Si conoscono all’aspetto. Non sono viaggiatori d’ogni giorno; hanno nella faccia un’aria d’allegrezza, ma si vede che l’animo è raccolto. Si sa. Tutti hanno lasciato qualche persona cara; molti si dorranno di essere partiti di nascosto.
La compagnia cresce e migliora.
Vi sono dei soldati di fanteria che aspettano non so che treno. Un sottotenente mi si avvicinò e mi disse:
- Vorrebbe telegrafarmi da Genova l’ora che partiranno?
Io, né sì né no, rimasi lì muto. Che dire? Non ci hanno raccomandato di tacere? L’ufficiale mi guardò negli occhi, capì e sorridendo soggiunse:
- Serbi pure il segreto, ma creda, non l’ho pregata con cattivo fine.
E si allontanò. Volevo chiamarlo, ma ero tanto mortificato dall’aria dolce di rimprovero con cui mi lasciò! È un bel giovane, uscito, mi pare da poco, da qualche collegio militare; alla parlata, piemontese. Non so il suo nome e non ne chiederò. Innominato, mi resterà più caro e desiderato nella memoria.
Genova, 5 maggio. Mattino.
Ho riveduto Genova, dopo cinque anni dalla prima volta che vi fui lasciato solo. Ricorderò sempre lo sgomento che allora mi colse, all’avvicinarsi della notte. Quando vidi accendere i lampioni per le vie, mi si schiantò il cuore. Fermai un cittadino che passava frettoloso, per chiedergli se con un buon cavallo, galoppando tutta la notte, uno avrebbe potuto giungere prima
dell’alba a C…, al mio villaggio. Colui mi rispose stizzito, che manco per sogno. Quella notte fu lunga e dolorosa; e ora come posso dormire tranquillo, benché lontano dai miei e a questi passi?
Ieri sera arrivammo ad ora tarda, e non ci riusciva di trovar posto negli alberghi, zeppi di gioventù venuta di fuori. Sorte che, lungo i portici bui di Sottoripa, ci si fece vicino un giovane, che indovinando. senza tanti discorsi, ci condusse in questo albergo, La gran sala era tutta occupata. Si mangiava, si beveva, si chiacchierava in tutti i vernacoli d’Italia. Però si sentiva che quei giovani, i più, erano Lombardi. Fogge di vestire eleganti, geniali, strane; facce baldanzose; persone nate fatte
per faticare in guerra, e corpi esili di giovanetti, che si romperanno forse alle prime marce. Ecco ciò che vidi in una guardata. Entravamo in famiglia.

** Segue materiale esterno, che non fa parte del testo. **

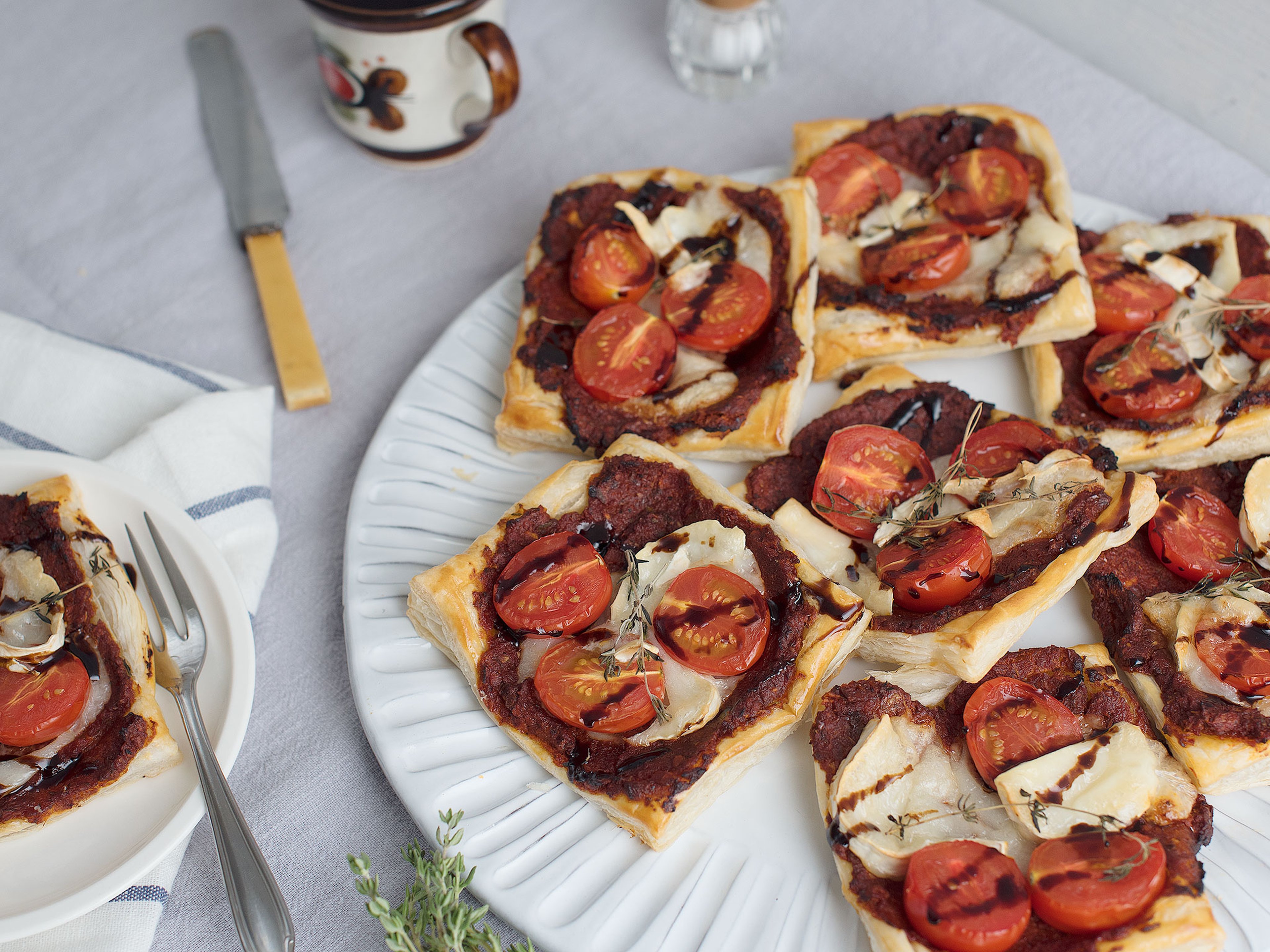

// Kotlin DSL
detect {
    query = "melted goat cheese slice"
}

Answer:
[0,548,66,657]
[829,715,1033,880]
[1142,593,1270,713]
[997,722,1196,839]
[607,519,763,745]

E seppi subito che quel giovane che ci mise dentro si chiama Cariolato, che nacque a Vicenza, che da dieci anni è esule, che ha combattuto a Roma nel quarantanove, e in Lombardia l’anno passato. Gli altri mi parvero, la maggior parte, gente provata.
Più sul tardi.
Stamane il primo passo lo feci da C… al quale farò conoscere i dottori di Parma, che a lui, studente di medicina, sarebbero cari, se potesse venire con noi.
- Tu vai in Sicilia! esclamò appena mi vide.
- Grazie! Tu non mi hai detto mai parole più degne.
- È una grande fortuna! – soggiunse pensoso: e dopo lunghi discorsi prese la lettera che gli diedi per casa mia. Egli la porterà soltanto quando si sappia che noi saremo sbarcati in Sicilia. Se si dovesse fallire, voglio che la mia famiglia ignori la mia fine. Mi aspetteranno ogni giorno, invecchiando colla speranza di rivedermi.